WirtschaftsBlatt-Leitartikel: Österreich, vergiss nicht, zu investieren - von Andre Kühnlenz

Die Deutschen hielten das Schuldenrad am Laufen und verloren 400 Milliarden

Wien (OTS) - Vieles spricht dafür, dass die Deutschen vor allem die gute Lage am Arbeitsmarkt überzeugt hat. Frau Merkel bekam am Sonntag eine deutliche Mehrheit im neuen Bundestag. Und für Österreicher stellt sich die Frage, ob sie vom Nachbarn etwas lernen können: Hat nicht die Agenda 2010 zur Blüte beigetragen, nachdem Deutschland vor einem Jahrzehnt noch als "kranker Mann Europas" verlacht wurde?

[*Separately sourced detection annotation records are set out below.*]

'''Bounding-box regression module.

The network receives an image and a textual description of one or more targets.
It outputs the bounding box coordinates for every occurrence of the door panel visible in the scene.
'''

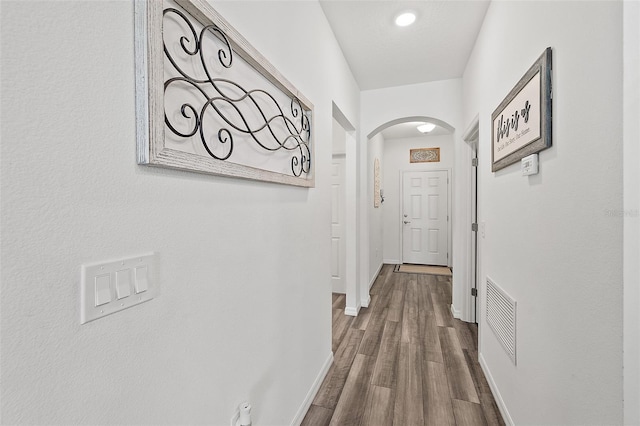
[402,170,449,266]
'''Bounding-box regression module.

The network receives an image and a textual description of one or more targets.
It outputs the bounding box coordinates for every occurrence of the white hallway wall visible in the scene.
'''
[360,79,463,299]
[1,1,359,424]
[463,2,622,425]
[623,2,640,425]
[383,135,454,263]
[366,134,388,285]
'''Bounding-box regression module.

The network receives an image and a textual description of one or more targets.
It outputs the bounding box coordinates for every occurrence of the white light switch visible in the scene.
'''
[116,269,131,299]
[136,266,149,293]
[80,253,159,324]
[520,154,538,176]
[95,274,111,306]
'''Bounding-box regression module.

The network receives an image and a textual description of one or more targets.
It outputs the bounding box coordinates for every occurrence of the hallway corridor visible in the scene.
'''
[302,265,504,426]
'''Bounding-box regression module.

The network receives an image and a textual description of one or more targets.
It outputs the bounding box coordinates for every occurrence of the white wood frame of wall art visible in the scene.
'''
[135,0,315,188]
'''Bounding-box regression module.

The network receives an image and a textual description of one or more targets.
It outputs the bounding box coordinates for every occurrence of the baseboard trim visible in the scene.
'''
[369,262,384,292]
[451,303,462,319]
[360,295,371,308]
[478,353,515,426]
[291,352,333,426]
[344,306,360,317]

Keine Frage, die Arbeitsmarktreformen haben geholfen, dass das Land bislang ohne große Blessuren die Krise meistert. Die Auferstehung hat aber früher begonnen. Bereits 1996 gaben Arbeitgeber und Arbeitnehmer den Konsens der Nachkriegszeit auf. Bis dahin war es üblich, dass sich Lohnabschlüsse am Produktivitätszuwachs der Wirtschaft orientieren. Dazu gab es einen Ausgleich für die Inflation. Es war der alte sozialdemokratische Traum der Verteilungsgerechtigkeit, der damals ein Ende fand. Zunächst mit gutem Grund: Nach der Einheit waren die Löhne kräftig gestiegen und am Immobilienmarkt kam es zu einer Preisblase. Deswegen sollten die Arbeitgeber jetzt mehr vom Kuchen abbekommen. Das Problem: Selbst als die Übertreibungen Anfang des Jahrtausends verschwunden waren, kehrte das Land nicht zum gewohnten Sozialausgleich zurück. Unternehmen nutzten das Geschenk der Lohnzurückhaltung sowie Steuersenkungen, um ihre Schulden abzubauen. An Investitionen dachte aber keiner mehr, auch der Staat sparte bei wichtigen Ausgaben für die Infrastruktur.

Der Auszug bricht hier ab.